Is there something different about the context in which the translor runs with would cause it's behaviour to vary from that observed in firebug and scaffold? I have properly set up namespace and nsResolver in my function. The test page I've been using is http://www.economist.com/node/18065683.

ajlyon · February 5, 2011

First -- note that you don't want to use XPath like that. Try to identify a good @id or @name you can search from; counting divs and whatnot from the root is very fragile.

stimms · February 5, 2011

A reasonable point. This site makes heavy use of class names which I also tried using

For instance I used
doc.evaluate('//h2[@class="fly-title"]', doc, nsResolver, XPathResult.ANY_TYPE, null).iterateNext().textContent;

Which, again, works nicely in firebug and scaffold but fails miserably in zotero proper:
doc.evaluate("//h2[@class=\"fly-title\"]", doc, nsResolver, XPathResult.ANY_TYPE, null).iterateNext() is null

So the issue of which xpath I use aside I am still not getting the consistent results I would like.

ajlyon · February 5, 2011

This sounds suspiciously like a case of scraping the wrong doc -- if your target regex is too loose, sometimes you will end up scraping an iframe or something else. This frequently happens with things like "AddThis" boxes.

And this discussion should probably take place on zotero-dev, not the forum.

And I'm calling it a night-- more feedback in the morning if you still need help.

stimms · February 5, 2011

Thanks for your help, I'll move the discussion over there.

mysheepb · February 22, 2011

@ajlyon
I am looking into the Aleph translator and I suspect that some of the problems are related to scraping an iframe with an "AddThis" box. Can you show me some light on how to avoid this?

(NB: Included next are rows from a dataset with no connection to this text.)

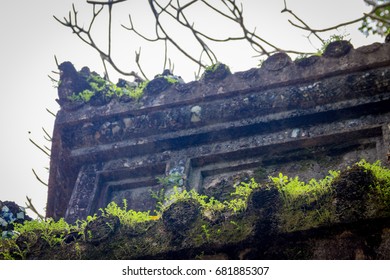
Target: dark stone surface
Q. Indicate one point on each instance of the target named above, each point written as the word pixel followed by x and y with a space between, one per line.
pixel 326 113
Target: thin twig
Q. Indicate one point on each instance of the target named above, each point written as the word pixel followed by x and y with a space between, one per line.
pixel 39 179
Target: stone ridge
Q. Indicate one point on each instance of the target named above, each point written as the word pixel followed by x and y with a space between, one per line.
pixel 301 118
pixel 278 70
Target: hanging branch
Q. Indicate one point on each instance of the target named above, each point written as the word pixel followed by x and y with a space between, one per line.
pixel 178 11
pixel 30 206
pixel 85 35
pixel 371 15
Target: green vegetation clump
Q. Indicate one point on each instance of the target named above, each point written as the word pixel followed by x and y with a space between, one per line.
pixel 305 205
pixel 297 206
pixel 331 39
pixel 98 85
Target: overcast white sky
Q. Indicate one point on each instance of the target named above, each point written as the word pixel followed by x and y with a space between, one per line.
pixel 30 38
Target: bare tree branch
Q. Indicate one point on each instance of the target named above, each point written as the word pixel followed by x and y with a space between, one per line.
pixel 365 15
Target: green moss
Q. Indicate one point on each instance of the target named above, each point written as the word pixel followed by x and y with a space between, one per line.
pixel 332 38
pixel 99 85
pixel 171 80
pixel 303 205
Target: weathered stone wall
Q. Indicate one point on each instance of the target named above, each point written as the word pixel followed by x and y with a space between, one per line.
pixel 300 118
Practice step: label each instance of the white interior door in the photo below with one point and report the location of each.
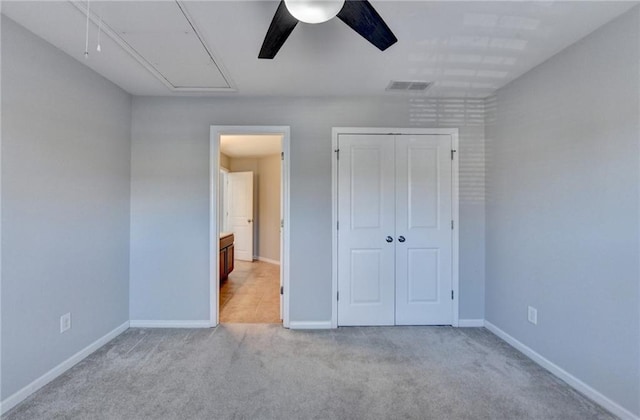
(395, 233)
(241, 213)
(423, 230)
(365, 234)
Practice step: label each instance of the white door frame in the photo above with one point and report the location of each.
(214, 230)
(453, 132)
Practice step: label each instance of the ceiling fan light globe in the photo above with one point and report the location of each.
(314, 11)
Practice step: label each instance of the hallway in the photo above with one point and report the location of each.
(251, 294)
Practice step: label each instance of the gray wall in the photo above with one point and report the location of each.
(170, 194)
(65, 206)
(563, 210)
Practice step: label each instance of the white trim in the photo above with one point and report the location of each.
(455, 212)
(214, 161)
(574, 382)
(471, 323)
(455, 232)
(310, 325)
(29, 389)
(142, 323)
(269, 260)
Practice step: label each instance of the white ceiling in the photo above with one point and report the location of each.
(257, 145)
(469, 49)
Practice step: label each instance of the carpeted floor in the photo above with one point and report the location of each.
(250, 371)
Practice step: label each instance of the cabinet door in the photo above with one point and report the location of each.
(423, 226)
(366, 218)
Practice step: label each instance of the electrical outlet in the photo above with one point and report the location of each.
(532, 315)
(65, 322)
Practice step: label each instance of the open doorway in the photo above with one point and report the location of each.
(249, 213)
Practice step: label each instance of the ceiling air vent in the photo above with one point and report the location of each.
(408, 85)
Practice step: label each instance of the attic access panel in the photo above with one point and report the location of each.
(164, 39)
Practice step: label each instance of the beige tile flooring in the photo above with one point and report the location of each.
(251, 294)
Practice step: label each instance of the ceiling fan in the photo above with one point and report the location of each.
(358, 14)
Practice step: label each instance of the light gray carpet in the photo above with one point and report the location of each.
(249, 371)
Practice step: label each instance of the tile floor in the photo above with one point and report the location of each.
(251, 294)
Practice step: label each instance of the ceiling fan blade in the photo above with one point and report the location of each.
(281, 26)
(363, 18)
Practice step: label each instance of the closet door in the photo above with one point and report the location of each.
(423, 233)
(366, 239)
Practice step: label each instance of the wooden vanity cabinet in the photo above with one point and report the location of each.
(226, 255)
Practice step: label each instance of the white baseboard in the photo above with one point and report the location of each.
(471, 323)
(140, 323)
(310, 325)
(269, 260)
(576, 383)
(29, 389)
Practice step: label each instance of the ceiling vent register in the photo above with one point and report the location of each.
(409, 85)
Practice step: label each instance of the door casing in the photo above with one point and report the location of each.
(214, 229)
(453, 132)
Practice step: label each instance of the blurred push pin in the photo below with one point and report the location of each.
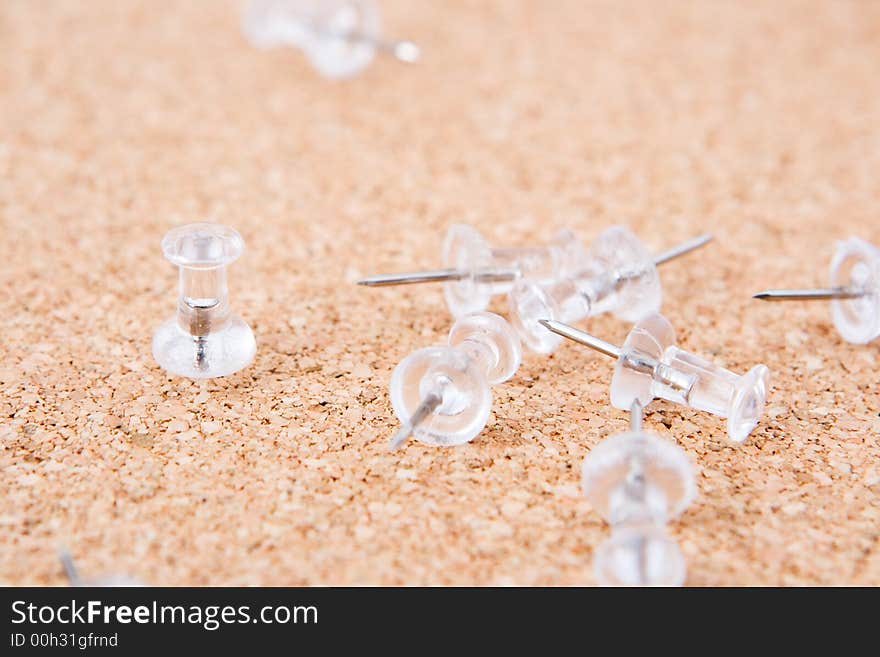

Thanks! (pointing to a related discussion link is also welcome!)

ajlyon · February 22, 2011

The discussion above ended up pointing to a very nasty issue with the way The Economist works, but in general you want to be very selective in your target regex in the JSON header and check for clear indicators of content (not just the URL) in the detectWeb function.

As before, please direct further questions to zotero-dev.